The reason being, I have a query that returns 78,000 lines (very small relatively speaking), with very few joins, and very limited filtering. Basically the query should not be taking a long time to run.
When I run the query on my standard DB client app, it takes ~20 seconds
When I run it in Alteryx using the IN-DB tool, it takes ~20 seconds
When I run it Alteryx using the input tool, it's taking > 1 hour.
The problem is, without going into the weeds, I can't use the IN-DB tool within my Gallery, which is why I have to use an input tool if I want to schedule this process. Does anybody have any idea why this might be happening? In my anecdotal experience, I feel like this happens with other queries as well, whenever I'm hitting this one SQL Server DB (2008, don't ask why our DB is nearly 2 decades old) - so, this slowness is not an issue with just the query, I think it has to do with how Alteryx is communicating with the DB.
Any idea why this might be happening?
Shot in the dark, but I'm thinking that your In-DB connection is using a different ODBC Driver than what you have configured in your standard Input tool.
I'd suggest using the "SQL Server native Client 11.0"
In-DB is executing the query within the database while the Input Data tool is actually transferring the data over the network onto your computer. The In-DB will only move the data onto your computer when the Data Stream Out tool is used.
One recommendation that I do have to try is leveraging an OLEDB connection for your Microsoft SQL Server for the Input Data tool. I have found that for an Input Data tool, an OLEDB connection with the SQL Server Native Client provider selected tends to be significantly faster for Microsoft SQL Server (just in my experience so yours may vary). Although it doesn't help you with your Server In-DB connections, it should do a decent job speeding up your workflows!

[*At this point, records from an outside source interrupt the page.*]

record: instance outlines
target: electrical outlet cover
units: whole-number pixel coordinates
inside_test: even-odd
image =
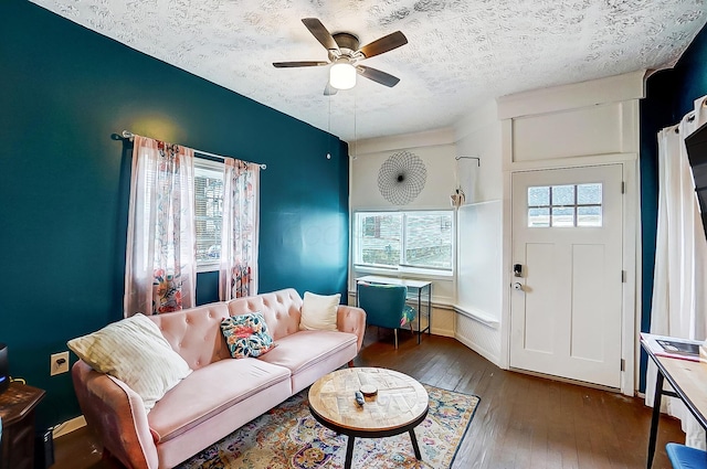
[[[68,372],[68,352],[52,353],[50,358],[50,376]]]

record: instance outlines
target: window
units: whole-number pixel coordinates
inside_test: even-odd
[[[528,226],[602,226],[602,184],[528,188]]]
[[[194,159],[194,202],[197,267],[200,271],[205,271],[218,268],[221,259],[222,162]]]
[[[451,270],[454,212],[357,212],[354,263]]]

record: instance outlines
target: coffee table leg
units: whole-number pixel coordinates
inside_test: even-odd
[[[418,446],[418,438],[415,437],[415,430],[413,428],[410,429],[410,440],[412,441],[412,449],[415,450],[415,458],[421,461],[422,455],[420,454],[420,447]]]
[[[349,441],[346,444],[346,460],[344,461],[344,469],[351,469],[351,458],[354,458],[354,440],[356,437],[349,436],[348,438]]]

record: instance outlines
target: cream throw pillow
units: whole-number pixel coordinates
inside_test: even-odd
[[[147,412],[191,373],[157,324],[141,313],[72,339],[67,345],[94,370],[127,384],[143,397]]]
[[[321,296],[305,291],[299,330],[336,331],[336,311],[341,294]]]

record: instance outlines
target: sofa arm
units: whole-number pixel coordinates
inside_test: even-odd
[[[361,345],[363,345],[363,334],[366,333],[366,311],[355,306],[339,305],[336,328],[341,332],[351,332],[358,335],[356,351],[360,351]]]
[[[119,380],[98,373],[82,360],[72,367],[78,405],[113,457],[130,469],[156,469],[157,447],[140,396]]]

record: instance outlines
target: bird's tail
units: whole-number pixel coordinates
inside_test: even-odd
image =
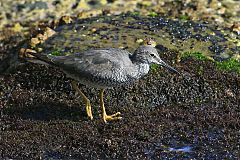
[[[51,58],[47,54],[37,53],[34,50],[25,49],[23,56],[24,59],[28,62],[55,66],[55,64],[52,62]]]

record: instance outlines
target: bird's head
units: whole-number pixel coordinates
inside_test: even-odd
[[[145,64],[159,64],[163,67],[166,67],[168,70],[173,71],[175,73],[179,73],[176,69],[169,66],[165,63],[157,52],[157,49],[153,45],[142,45],[140,46],[133,54],[133,59],[140,63]]]

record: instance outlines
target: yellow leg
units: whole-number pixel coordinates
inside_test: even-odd
[[[120,112],[117,112],[113,115],[110,115],[108,116],[106,111],[105,111],[105,107],[104,107],[104,102],[103,102],[103,92],[104,92],[104,89],[101,89],[100,90],[100,105],[101,105],[101,108],[102,108],[102,118],[103,118],[103,121],[106,123],[107,121],[112,121],[112,120],[119,120],[119,119],[122,119],[122,117],[120,117]]]
[[[76,81],[72,81],[71,84],[72,84],[72,87],[82,96],[83,101],[85,102],[85,105],[86,105],[87,115],[88,115],[88,117],[92,120],[92,119],[93,119],[93,115],[92,115],[92,108],[91,108],[90,100],[89,100],[89,99],[84,95],[84,93],[78,88]]]

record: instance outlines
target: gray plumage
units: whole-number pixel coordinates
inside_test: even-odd
[[[69,56],[48,55],[48,58],[68,77],[96,88],[132,83],[146,75],[153,63],[177,72],[163,62],[157,50],[150,45],[140,46],[133,54],[122,49],[106,48]]]

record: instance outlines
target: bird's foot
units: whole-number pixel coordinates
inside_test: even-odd
[[[102,118],[103,118],[103,121],[105,123],[107,123],[107,121],[113,121],[113,120],[120,120],[120,119],[122,119],[122,117],[120,115],[121,115],[120,112],[117,112],[117,113],[112,114],[112,115],[103,114]]]
[[[88,117],[92,120],[93,119],[92,107],[89,100],[86,100],[86,111],[87,111]]]

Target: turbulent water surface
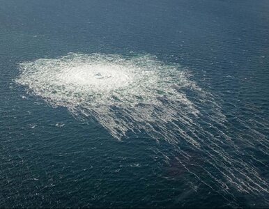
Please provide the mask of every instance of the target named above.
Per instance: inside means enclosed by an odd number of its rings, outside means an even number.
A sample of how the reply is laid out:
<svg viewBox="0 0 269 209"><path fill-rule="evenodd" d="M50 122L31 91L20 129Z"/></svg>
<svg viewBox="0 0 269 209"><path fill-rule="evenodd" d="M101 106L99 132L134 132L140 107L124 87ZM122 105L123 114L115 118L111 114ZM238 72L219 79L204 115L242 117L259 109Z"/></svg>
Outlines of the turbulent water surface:
<svg viewBox="0 0 269 209"><path fill-rule="evenodd" d="M0 206L269 206L266 1L21 3L0 9Z"/></svg>

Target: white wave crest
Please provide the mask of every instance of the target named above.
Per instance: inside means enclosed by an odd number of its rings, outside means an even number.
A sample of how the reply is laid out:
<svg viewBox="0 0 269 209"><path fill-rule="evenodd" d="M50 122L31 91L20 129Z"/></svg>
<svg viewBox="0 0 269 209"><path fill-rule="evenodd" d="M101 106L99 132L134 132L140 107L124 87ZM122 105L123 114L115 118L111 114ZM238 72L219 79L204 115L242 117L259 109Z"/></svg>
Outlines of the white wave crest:
<svg viewBox="0 0 269 209"><path fill-rule="evenodd" d="M222 195L231 194L231 185L268 195L255 166L238 157L214 97L178 64L151 55L69 54L22 63L20 70L16 82L81 119L95 118L119 140L140 131L165 140L183 156L176 158L183 168ZM194 167L191 153L201 158Z"/></svg>

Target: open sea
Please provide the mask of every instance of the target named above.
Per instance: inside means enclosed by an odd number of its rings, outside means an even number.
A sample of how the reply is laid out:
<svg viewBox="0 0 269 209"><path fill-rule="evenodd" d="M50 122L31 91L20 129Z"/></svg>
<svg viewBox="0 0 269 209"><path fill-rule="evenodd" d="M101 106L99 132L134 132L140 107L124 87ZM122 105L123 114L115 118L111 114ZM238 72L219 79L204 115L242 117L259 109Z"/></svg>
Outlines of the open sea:
<svg viewBox="0 0 269 209"><path fill-rule="evenodd" d="M269 1L0 0L0 208L269 208Z"/></svg>

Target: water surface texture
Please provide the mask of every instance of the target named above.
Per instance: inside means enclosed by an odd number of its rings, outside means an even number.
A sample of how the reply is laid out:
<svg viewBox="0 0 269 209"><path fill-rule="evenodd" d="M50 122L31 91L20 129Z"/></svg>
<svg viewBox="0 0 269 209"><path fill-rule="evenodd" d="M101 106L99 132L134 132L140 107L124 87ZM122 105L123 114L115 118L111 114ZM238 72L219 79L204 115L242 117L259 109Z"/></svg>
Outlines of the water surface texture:
<svg viewBox="0 0 269 209"><path fill-rule="evenodd" d="M268 208L268 1L0 0L0 206Z"/></svg>

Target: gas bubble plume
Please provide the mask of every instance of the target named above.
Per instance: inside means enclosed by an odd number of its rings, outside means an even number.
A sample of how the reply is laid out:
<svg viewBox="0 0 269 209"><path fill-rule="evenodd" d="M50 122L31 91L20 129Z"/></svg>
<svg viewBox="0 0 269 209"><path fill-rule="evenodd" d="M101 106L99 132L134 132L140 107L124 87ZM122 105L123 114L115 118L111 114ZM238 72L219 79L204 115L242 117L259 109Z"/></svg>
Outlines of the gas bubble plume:
<svg viewBox="0 0 269 209"><path fill-rule="evenodd" d="M266 199L268 183L253 163L258 160L240 157L245 150L227 134L225 116L214 95L199 87L180 65L148 54L72 53L20 67L15 82L49 104L65 107L81 120L94 118L118 140L145 132L165 141L190 175L224 197L233 196L231 188L236 188ZM268 155L268 141L261 134L252 144L259 143L263 155ZM200 161L191 160L191 153Z"/></svg>

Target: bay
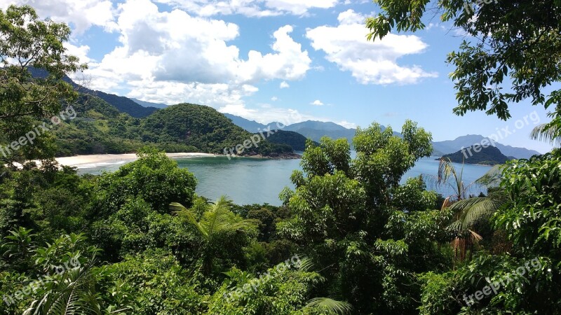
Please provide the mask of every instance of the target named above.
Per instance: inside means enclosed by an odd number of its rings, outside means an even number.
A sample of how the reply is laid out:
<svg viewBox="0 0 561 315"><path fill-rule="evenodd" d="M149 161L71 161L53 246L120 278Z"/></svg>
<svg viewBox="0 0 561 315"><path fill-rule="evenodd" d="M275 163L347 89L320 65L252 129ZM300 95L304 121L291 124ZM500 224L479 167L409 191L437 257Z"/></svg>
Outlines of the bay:
<svg viewBox="0 0 561 315"><path fill-rule="evenodd" d="M438 161L436 158L426 158L419 160L415 166L407 172L402 178L405 183L410 177L421 174L436 176ZM264 204L279 206L282 203L278 194L286 186L294 186L290 182L290 175L295 169L302 170L300 160L271 160L238 158L228 160L227 157L204 157L175 159L181 168L187 168L197 178L196 192L201 196L215 200L222 195L227 195L238 204ZM102 164L94 167L81 168L81 174L100 174L104 172L114 172L123 163ZM459 172L462 165L455 164ZM464 165L463 181L465 185L473 182L487 173L491 167L486 166ZM433 189L448 196L453 190L447 186L435 187ZM470 194L478 195L486 190L473 186Z"/></svg>

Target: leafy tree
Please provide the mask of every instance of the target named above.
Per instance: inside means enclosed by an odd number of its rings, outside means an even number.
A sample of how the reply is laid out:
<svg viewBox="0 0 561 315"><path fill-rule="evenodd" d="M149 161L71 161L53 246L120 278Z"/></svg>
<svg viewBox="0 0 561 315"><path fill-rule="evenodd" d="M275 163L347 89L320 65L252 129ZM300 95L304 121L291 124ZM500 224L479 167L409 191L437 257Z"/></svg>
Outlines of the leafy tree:
<svg viewBox="0 0 561 315"><path fill-rule="evenodd" d="M196 212L177 202L171 204L171 209L177 211L182 220L195 226L198 231L203 243L200 251L201 267L205 276L210 275L214 271L214 260L228 253L229 251L225 248L241 248L248 244L248 238L236 238L236 235L241 234L252 236L256 232L256 222L253 220L243 220L236 216L230 211L231 202L226 197L221 197L214 204L207 208L198 220L196 216ZM236 244L236 240L241 241L241 244Z"/></svg>
<svg viewBox="0 0 561 315"><path fill-rule="evenodd" d="M144 148L137 155L137 160L97 181L93 216L107 218L136 197L161 214L168 213L172 202L191 206L196 178L189 170L154 148Z"/></svg>
<svg viewBox="0 0 561 315"><path fill-rule="evenodd" d="M446 263L437 246L445 218L425 211L436 195L423 192L418 181L399 184L432 152L431 135L410 121L403 134L378 124L359 129L354 160L345 139L309 142L302 162L306 176L295 171L296 190L281 193L295 217L279 223L279 232L323 270L327 284L320 295L341 297L356 314L413 312L419 286L414 273ZM415 259L421 256L424 263Z"/></svg>
<svg viewBox="0 0 561 315"><path fill-rule="evenodd" d="M561 10L558 1L496 1L479 7L464 0L375 0L381 12L366 21L368 38L382 38L392 29L415 31L434 12L452 21L471 37L447 62L457 90L457 115L486 111L506 120L508 104L529 99L533 105L558 106L561 91L543 90L561 78ZM476 18L474 18L475 17Z"/></svg>
<svg viewBox="0 0 561 315"><path fill-rule="evenodd" d="M11 144L33 130L38 120L58 114L62 104L70 104L78 96L62 78L67 73L86 69L77 57L67 53L63 43L70 28L63 23L39 19L29 6L10 6L0 10L0 143ZM48 75L33 78L29 69L44 69ZM22 134L22 132L24 134ZM43 152L48 136L38 137L35 146L27 146L2 160L25 160L49 158Z"/></svg>

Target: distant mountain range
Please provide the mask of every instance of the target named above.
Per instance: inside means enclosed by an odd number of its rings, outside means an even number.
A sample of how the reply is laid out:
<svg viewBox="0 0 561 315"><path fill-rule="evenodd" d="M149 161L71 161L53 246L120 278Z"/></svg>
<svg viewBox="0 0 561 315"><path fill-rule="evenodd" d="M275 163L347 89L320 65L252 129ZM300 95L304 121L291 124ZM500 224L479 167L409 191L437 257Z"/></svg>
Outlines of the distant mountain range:
<svg viewBox="0 0 561 315"><path fill-rule="evenodd" d="M235 125L241 127L250 132L257 132L259 130L266 129L268 126L235 115L226 113L224 115L230 118ZM269 125L271 126L271 130L278 129L276 123L271 122ZM382 129L385 130L385 127L382 126ZM346 138L351 142L356 132L356 129L345 128L334 122L312 120L290 125L283 128L283 130L298 132L315 141L319 141L322 136L327 136L334 139ZM393 132L393 134L398 136L401 136L401 134L399 132ZM475 144L480 144L481 141L485 139L489 141L489 142L493 143L489 138L475 134L459 136L454 140L433 142L433 147L434 148L433 155L435 156L442 156L447 154L454 153L461 150L462 148L468 148ZM506 146L499 143L494 143L494 146L504 155L514 157L518 159L527 159L532 155L541 154L539 152L534 150Z"/></svg>
<svg viewBox="0 0 561 315"><path fill-rule="evenodd" d="M467 136L459 136L454 140L448 140L445 141L433 142L433 147L435 151L439 151L444 154L450 154L455 153L462 148L468 148L473 146L474 144L479 144L484 140L487 139L491 144L493 142L489 138L485 138L483 136L478 134L469 134ZM525 148L515 148L511 146L505 146L498 142L494 143L494 146L501 152L506 156L513 156L517 159L528 159L532 155L541 155L538 151L534 150L529 150Z"/></svg>
<svg viewBox="0 0 561 315"><path fill-rule="evenodd" d="M47 76L47 73L44 70L29 69L29 71L32 73L32 75L35 77L46 77ZM90 90L76 84L68 77L65 78L65 80L76 87L81 93L99 97L109 105L114 106L119 111L128 113L135 118L148 117L161 108L173 107L164 104L143 102L136 99L129 99L125 97ZM235 115L229 113L224 115L227 118L229 118L234 125L252 133L256 133L259 130L266 130L269 126L271 126L271 130L278 130L278 126L282 125L280 124L278 125L276 122L271 122L266 125ZM385 127L381 127L383 130L385 130ZM334 122L313 120L292 124L281 129L285 132L297 132L304 137L311 139L315 141L319 141L323 136L328 136L333 139L344 138L349 142L351 142L356 132L356 129L345 128ZM398 132L393 132L393 134L396 136L401 136L401 134ZM302 139L298 139L297 141L297 136L295 135L285 135L282 139L283 140L290 139L291 141L294 141L294 143L291 144L295 145L294 146L295 147L301 146L302 143ZM475 144L481 144L485 139L493 143L489 138L475 134L459 136L454 140L433 142L433 146L434 148L433 154L435 156L442 156L447 154L454 153L458 150L461 150L462 148L468 148ZM514 157L518 159L527 159L532 155L541 154L533 150L506 146L499 143L494 143L494 145L504 155ZM296 148L296 150L298 149Z"/></svg>
<svg viewBox="0 0 561 315"><path fill-rule="evenodd" d="M513 157L508 157L501 153L494 146L483 147L471 146L464 148L454 153L447 154L442 158L447 158L455 163L478 164L481 165L496 165L504 164Z"/></svg>
<svg viewBox="0 0 561 315"><path fill-rule="evenodd" d="M35 78L46 78L48 76L48 72L46 70L29 68L28 70L31 75ZM65 81L72 84L77 90L81 94L86 95L91 95L99 97L106 102L112 105L121 113L126 113L135 118L142 118L147 117L157 111L158 108L155 107L144 107L138 103L133 101L132 99L115 95L114 94L108 94L101 91L95 91L85 88L82 85L76 84L68 76L62 78Z"/></svg>
<svg viewBox="0 0 561 315"><path fill-rule="evenodd" d="M142 107L154 107L156 108L167 108L169 107L168 105L162 103L152 103L150 102L141 101L140 99L130 98L135 103L142 106Z"/></svg>

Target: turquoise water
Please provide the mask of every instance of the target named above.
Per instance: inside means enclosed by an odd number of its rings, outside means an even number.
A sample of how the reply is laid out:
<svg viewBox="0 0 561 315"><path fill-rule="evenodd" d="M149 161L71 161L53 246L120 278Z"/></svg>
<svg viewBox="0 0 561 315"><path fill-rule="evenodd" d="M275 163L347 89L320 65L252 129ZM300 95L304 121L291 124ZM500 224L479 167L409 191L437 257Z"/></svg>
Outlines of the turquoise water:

Are there any calculated fields in the tables your are using?
I've had an issue in the past where were a field I was pulling was calculated on the fly which caused the process to be very slow with a normal input.
The quick way to test was just remove that field from the query.
Regards,
Ben
Update:
For this particular test workflow that I've built, there are no calculated fields. In fact, the workflow is simply the the input, and then an output - with the difference being one is the input tool, and the other is an in-db input tool + an in-db output tool.
What I'm narrowing down is that I think the slowness is actually coming from the output. That is, when I just extract the data and try to view it, the process runs relatively quickly for either tool. But I've noticed it is when the process is trying to write to a file that takes forever, and I tried writing to a .csv, or an .xlsx and for both processes it is SUPER slow.
I'll add that the slowness comes from either input types - it is really the output tool that is slowing things down, and it's not even the output tool itself. If I have a workflow that uses the In-DB Data Stream Out tool, it will basically hang at that tool even after the input tool has extracted all the data. And this is only happening when I connect to a one particular SQL Server DB.
JRGO, this did it!
For my In-DB input tool, I've been using the "ODBC Driver 17 for SQL Server" which works fine for some of my SQL Server DBs. But for others, it takes forever. And weirder still, is that for some, the data extraction component is fast with that driver, but the data input, into either an external file, or even back to the DB takes a long time.
When I switched to "SQL Server Native Client 11.0" the IN-DB tool ran much quicker!! Thank you.
JRGO, do you have any idea why this is?